Por encima del revoltijo desagradable se sentía ahora el triste olor de las habitaciones abandonadas. En cierto modo, el olor y las capas de polvo hacían que los destrozos resultasen más soportables. Aquel no era ya un lugar en el que vivía una persona. No era más que el resto de un naufragio, algo que se podría encontrar en el fondo del lago.

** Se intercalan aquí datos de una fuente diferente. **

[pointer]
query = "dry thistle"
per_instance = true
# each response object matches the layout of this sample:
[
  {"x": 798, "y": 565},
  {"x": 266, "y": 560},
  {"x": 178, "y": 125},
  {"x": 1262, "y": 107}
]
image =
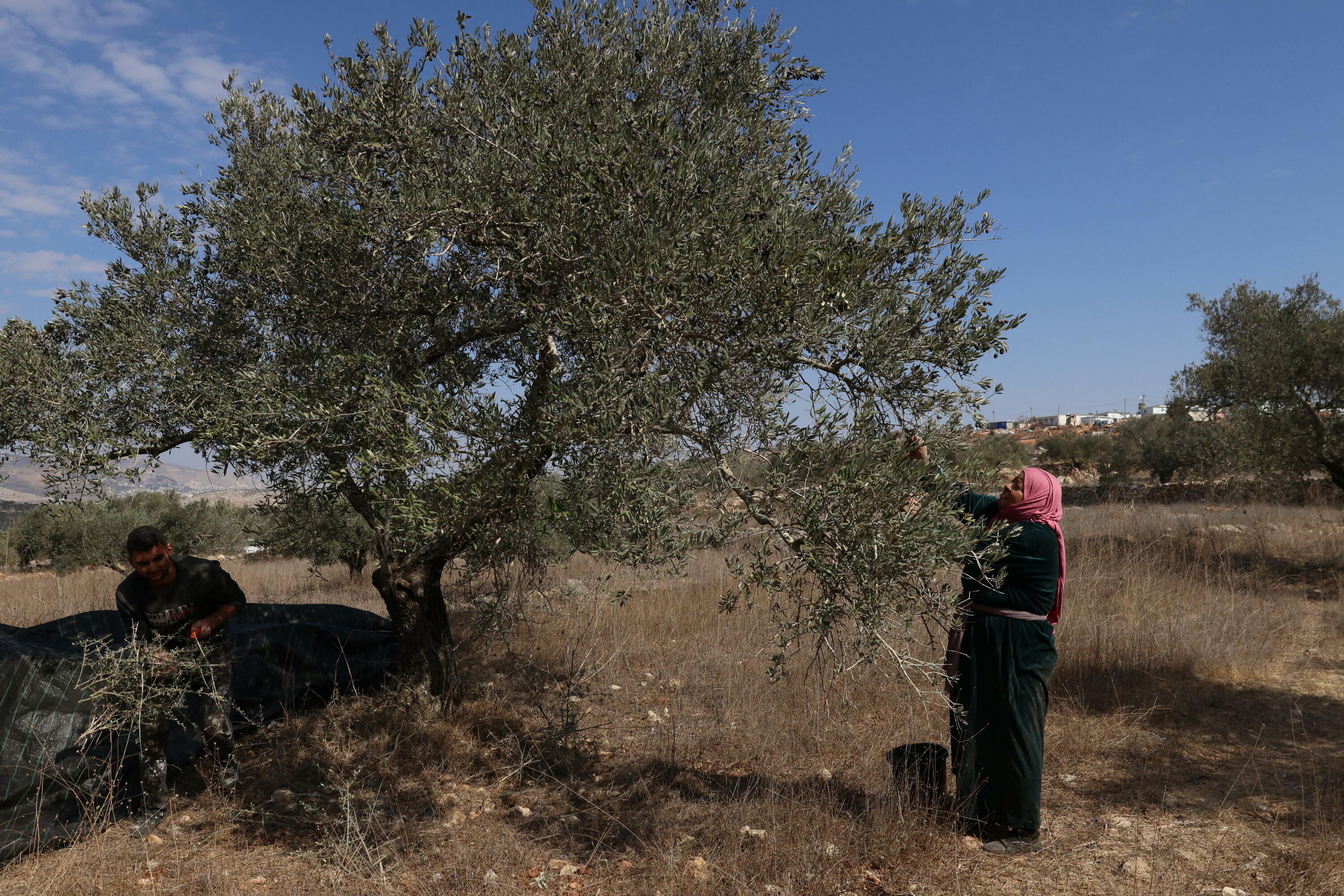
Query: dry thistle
[{"x": 143, "y": 679}]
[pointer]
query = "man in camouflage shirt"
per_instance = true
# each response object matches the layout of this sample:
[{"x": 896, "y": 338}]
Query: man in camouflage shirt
[{"x": 178, "y": 601}]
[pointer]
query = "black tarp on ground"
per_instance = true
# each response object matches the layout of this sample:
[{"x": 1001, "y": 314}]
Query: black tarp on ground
[{"x": 285, "y": 656}]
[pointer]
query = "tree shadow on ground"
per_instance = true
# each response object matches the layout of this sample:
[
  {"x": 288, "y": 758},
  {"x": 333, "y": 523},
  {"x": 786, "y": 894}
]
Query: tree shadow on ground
[{"x": 1207, "y": 746}]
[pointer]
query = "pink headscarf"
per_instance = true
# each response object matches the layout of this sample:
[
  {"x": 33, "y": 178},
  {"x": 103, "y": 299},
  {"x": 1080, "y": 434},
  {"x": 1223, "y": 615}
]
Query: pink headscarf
[{"x": 1042, "y": 501}]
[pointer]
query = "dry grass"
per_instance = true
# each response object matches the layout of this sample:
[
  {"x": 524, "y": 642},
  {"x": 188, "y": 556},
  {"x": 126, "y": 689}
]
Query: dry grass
[{"x": 1197, "y": 726}]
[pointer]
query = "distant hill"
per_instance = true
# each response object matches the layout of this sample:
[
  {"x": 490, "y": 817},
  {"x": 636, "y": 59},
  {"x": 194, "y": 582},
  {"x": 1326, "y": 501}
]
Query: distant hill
[
  {"x": 11, "y": 511},
  {"x": 22, "y": 482}
]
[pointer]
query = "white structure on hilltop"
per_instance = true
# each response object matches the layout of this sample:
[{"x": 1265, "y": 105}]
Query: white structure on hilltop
[{"x": 1151, "y": 410}]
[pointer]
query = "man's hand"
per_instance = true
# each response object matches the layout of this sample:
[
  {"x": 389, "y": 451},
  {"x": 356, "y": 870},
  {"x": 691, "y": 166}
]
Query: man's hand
[{"x": 203, "y": 628}]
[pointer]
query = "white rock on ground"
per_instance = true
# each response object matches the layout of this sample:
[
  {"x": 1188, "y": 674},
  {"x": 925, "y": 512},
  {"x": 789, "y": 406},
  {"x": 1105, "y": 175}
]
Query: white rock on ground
[{"x": 1136, "y": 868}]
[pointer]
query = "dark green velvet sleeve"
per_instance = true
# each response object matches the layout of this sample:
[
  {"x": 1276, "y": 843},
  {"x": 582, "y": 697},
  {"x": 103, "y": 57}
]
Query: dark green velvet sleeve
[
  {"x": 1031, "y": 571},
  {"x": 979, "y": 507}
]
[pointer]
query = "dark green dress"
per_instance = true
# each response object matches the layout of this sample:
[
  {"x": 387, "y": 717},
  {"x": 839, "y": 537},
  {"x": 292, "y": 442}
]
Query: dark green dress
[{"x": 998, "y": 742}]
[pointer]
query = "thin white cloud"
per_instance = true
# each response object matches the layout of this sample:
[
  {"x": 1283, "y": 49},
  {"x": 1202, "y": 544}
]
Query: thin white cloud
[
  {"x": 46, "y": 264},
  {"x": 95, "y": 50},
  {"x": 29, "y": 190}
]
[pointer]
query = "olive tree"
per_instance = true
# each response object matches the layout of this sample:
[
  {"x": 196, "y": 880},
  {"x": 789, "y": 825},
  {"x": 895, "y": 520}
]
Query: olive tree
[
  {"x": 1275, "y": 366},
  {"x": 581, "y": 280}
]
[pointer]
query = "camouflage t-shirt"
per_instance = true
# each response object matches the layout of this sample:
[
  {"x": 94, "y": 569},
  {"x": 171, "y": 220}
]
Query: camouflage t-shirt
[{"x": 202, "y": 587}]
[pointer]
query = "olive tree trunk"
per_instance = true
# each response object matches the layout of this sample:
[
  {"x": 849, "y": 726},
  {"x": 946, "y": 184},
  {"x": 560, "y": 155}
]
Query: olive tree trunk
[{"x": 414, "y": 597}]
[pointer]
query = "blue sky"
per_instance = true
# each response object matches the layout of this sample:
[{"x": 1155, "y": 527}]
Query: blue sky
[{"x": 1135, "y": 152}]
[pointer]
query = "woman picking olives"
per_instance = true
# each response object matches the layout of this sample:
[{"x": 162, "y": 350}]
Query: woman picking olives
[{"x": 1002, "y": 657}]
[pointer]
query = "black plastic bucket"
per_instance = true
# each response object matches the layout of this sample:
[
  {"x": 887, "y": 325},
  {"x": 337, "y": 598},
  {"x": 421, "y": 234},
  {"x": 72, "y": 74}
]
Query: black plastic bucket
[{"x": 921, "y": 774}]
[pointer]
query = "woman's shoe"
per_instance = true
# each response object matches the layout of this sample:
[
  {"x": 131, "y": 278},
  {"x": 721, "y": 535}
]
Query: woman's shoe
[{"x": 1017, "y": 843}]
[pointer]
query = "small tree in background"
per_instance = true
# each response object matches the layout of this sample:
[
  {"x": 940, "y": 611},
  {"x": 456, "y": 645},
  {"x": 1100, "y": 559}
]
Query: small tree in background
[
  {"x": 994, "y": 456},
  {"x": 1171, "y": 447},
  {"x": 600, "y": 254},
  {"x": 73, "y": 536},
  {"x": 1275, "y": 366},
  {"x": 1078, "y": 452},
  {"x": 320, "y": 531}
]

Lotty, que normalmente rebosaba alegría, se quedó en la puerta mirando mientras yo buscaba. Había sufrido demasiados golpes últimamente: la muerte de Consuelo, la de Malcolm, el desavalijamiento de la clínica, y ahora una demanda por negligencia. Si no fuese una idea inverosímil, yo hubiera pensado que todos aquellos hechos habían sido organizados por alguien que tenía algo contra Lotty. Quizá Dieter Monkfish, con lo loco que estaba, la atacase en lo más vulnerable para obligarla a retirarse. Me senté sobre los talones para pensar en ello. Eso significaría que Fabiano y Monkfish estaban de acuerdo, lo cual era difícil de creer. Y que Monkfish hubiese contratado a gente para apalear a Malcolm, lo cual era absurdo.

Me levanté.

– No está aquí, Lotty. Puede que esté en alguna tienda de empeños de Clark Street, o Malcolm la dejaría en su coche. Podemos comprobarlo si tienes las llaves.

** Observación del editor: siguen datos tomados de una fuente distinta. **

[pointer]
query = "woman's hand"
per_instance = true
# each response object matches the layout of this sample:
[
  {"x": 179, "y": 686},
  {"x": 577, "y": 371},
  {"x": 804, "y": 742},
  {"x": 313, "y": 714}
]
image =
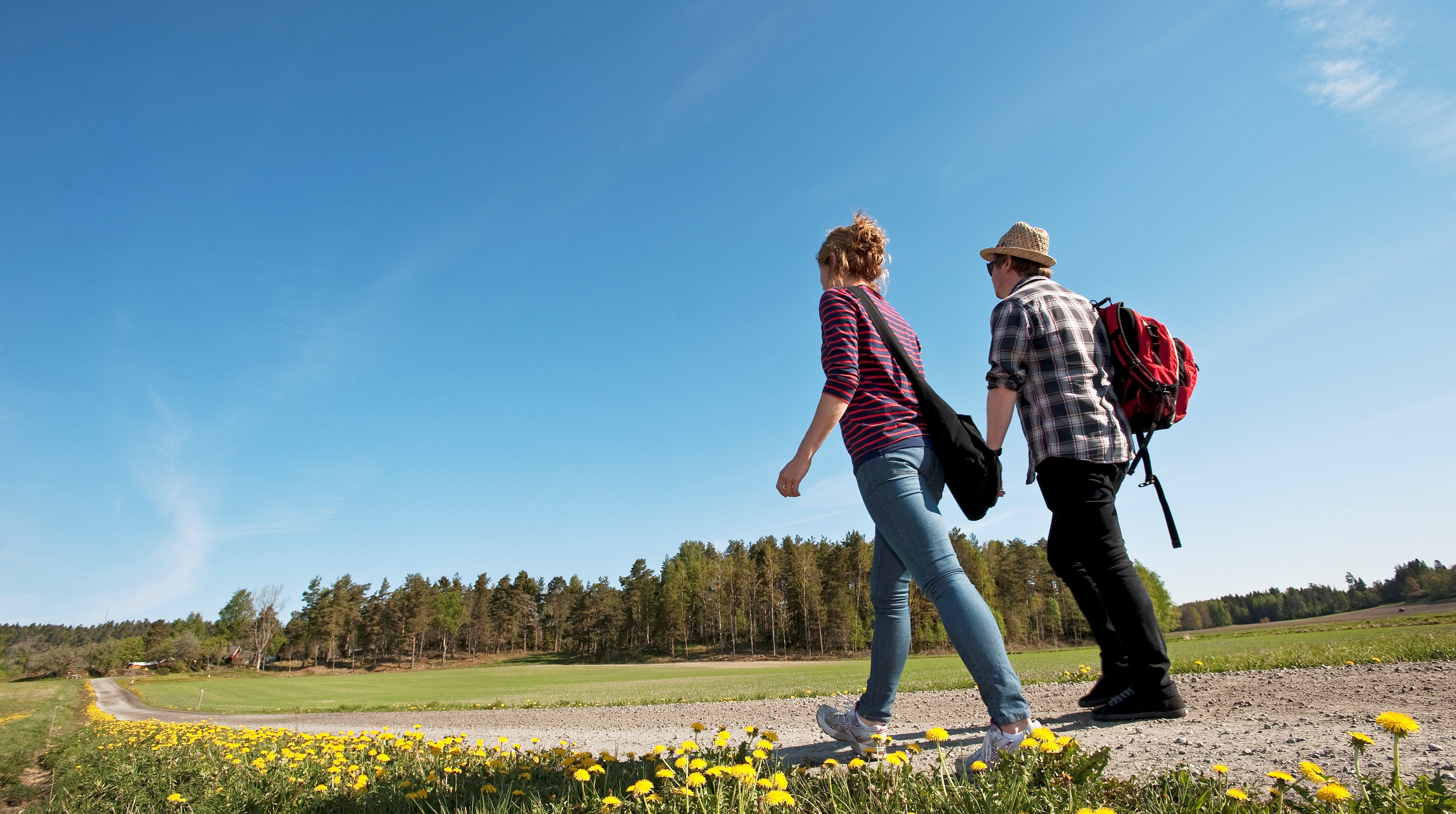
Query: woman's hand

– Claro. Mi cerebro no funciona estos días. Es donde teníamos que haber mirado en primer lugar. Siempre dictaba en el coche cuando no podía acabar en el hospital.

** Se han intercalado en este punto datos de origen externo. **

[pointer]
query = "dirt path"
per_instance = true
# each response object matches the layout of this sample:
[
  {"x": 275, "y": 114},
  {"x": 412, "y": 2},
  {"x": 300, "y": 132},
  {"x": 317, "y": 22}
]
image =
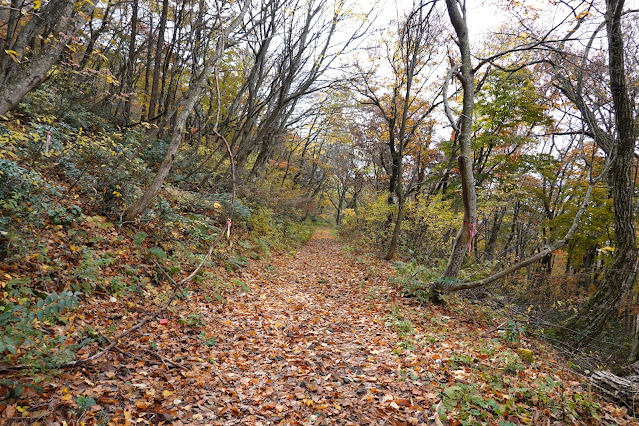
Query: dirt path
[
  {"x": 309, "y": 343},
  {"x": 320, "y": 337}
]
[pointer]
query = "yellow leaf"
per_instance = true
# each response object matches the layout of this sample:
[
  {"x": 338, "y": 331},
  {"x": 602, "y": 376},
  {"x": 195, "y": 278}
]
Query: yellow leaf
[{"x": 14, "y": 55}]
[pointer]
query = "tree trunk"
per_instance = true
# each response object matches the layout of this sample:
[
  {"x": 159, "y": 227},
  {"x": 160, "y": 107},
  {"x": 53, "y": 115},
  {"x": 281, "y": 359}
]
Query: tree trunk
[
  {"x": 27, "y": 77},
  {"x": 187, "y": 104},
  {"x": 620, "y": 276},
  {"x": 460, "y": 245},
  {"x": 153, "y": 99}
]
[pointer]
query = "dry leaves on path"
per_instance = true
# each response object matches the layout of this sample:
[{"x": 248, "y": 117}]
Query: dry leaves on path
[{"x": 320, "y": 337}]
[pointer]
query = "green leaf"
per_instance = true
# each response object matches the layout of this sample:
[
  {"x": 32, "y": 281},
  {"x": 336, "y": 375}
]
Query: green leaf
[{"x": 139, "y": 238}]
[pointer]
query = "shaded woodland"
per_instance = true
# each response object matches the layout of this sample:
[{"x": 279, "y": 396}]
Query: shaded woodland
[{"x": 149, "y": 147}]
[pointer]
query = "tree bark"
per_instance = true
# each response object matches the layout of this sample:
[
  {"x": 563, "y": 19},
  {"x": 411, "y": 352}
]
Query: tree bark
[
  {"x": 33, "y": 70},
  {"x": 458, "y": 19},
  {"x": 187, "y": 104},
  {"x": 620, "y": 276},
  {"x": 153, "y": 99}
]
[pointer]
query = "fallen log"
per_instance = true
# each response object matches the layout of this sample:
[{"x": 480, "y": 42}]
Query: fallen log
[{"x": 620, "y": 390}]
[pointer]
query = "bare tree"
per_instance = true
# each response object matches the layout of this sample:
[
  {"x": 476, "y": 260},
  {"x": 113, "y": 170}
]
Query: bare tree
[
  {"x": 182, "y": 111},
  {"x": 22, "y": 67}
]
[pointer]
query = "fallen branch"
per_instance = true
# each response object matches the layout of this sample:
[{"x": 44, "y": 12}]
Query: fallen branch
[
  {"x": 545, "y": 252},
  {"x": 177, "y": 285},
  {"x": 620, "y": 390}
]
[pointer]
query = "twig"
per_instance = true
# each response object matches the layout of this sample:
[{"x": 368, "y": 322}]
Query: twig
[{"x": 165, "y": 360}]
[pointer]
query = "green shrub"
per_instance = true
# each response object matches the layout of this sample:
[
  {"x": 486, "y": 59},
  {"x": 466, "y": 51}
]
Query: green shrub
[{"x": 23, "y": 342}]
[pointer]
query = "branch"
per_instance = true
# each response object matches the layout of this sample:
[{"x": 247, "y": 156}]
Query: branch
[
  {"x": 547, "y": 250},
  {"x": 449, "y": 113}
]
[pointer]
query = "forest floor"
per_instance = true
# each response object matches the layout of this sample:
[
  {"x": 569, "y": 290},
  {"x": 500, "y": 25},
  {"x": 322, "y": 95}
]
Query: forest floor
[{"x": 321, "y": 336}]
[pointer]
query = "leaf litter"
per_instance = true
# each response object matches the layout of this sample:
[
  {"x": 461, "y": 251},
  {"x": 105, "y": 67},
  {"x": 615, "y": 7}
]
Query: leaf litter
[{"x": 316, "y": 337}]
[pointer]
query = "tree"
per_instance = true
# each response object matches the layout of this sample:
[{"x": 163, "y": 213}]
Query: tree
[
  {"x": 619, "y": 144},
  {"x": 183, "y": 110},
  {"x": 458, "y": 18},
  {"x": 402, "y": 108},
  {"x": 23, "y": 67}
]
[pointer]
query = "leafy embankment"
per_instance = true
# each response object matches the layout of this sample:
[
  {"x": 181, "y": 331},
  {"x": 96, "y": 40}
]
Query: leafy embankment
[{"x": 313, "y": 337}]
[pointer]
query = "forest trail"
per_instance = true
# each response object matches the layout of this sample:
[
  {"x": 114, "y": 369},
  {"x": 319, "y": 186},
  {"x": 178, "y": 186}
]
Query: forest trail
[
  {"x": 310, "y": 343},
  {"x": 321, "y": 336}
]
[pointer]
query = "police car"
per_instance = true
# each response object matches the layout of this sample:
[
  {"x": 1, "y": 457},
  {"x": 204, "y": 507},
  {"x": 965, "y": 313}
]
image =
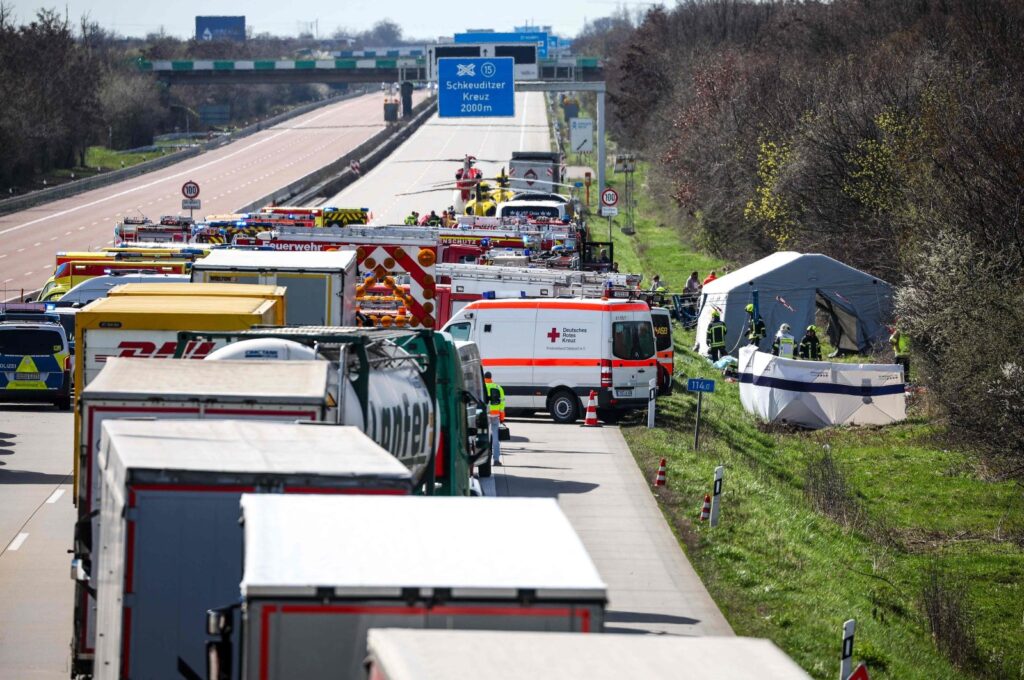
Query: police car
[{"x": 35, "y": 362}]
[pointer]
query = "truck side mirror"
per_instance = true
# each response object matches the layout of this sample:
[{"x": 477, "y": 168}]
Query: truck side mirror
[{"x": 219, "y": 625}]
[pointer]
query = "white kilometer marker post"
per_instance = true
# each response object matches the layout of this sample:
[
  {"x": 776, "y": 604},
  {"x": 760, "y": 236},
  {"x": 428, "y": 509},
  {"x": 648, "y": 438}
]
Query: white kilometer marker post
[
  {"x": 651, "y": 395},
  {"x": 846, "y": 657},
  {"x": 716, "y": 495}
]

Ni siquiera el reformista Harold Washington se interesa mucho por la parte alta. Sólo funcionaban algunas luces de la calle, y tuvimos que circular despacio calle arriba, mirando cada coche. El hombre artrítico y su perro se habían ido a casa y la mayoría de los borrachos dormían, pero una pareja discutía debajo de una de las farolas junto al extremo de la manzana. El Dodge azul de Malcolm, abollado y oxidado por los años, estaba aparcado junto a ellos. Encajaba tan bien con el vecindario que nadie se había preocupado por él. Seguía teniendo ruedas, las ventanillas estaban intactas y el maletero sin forzar.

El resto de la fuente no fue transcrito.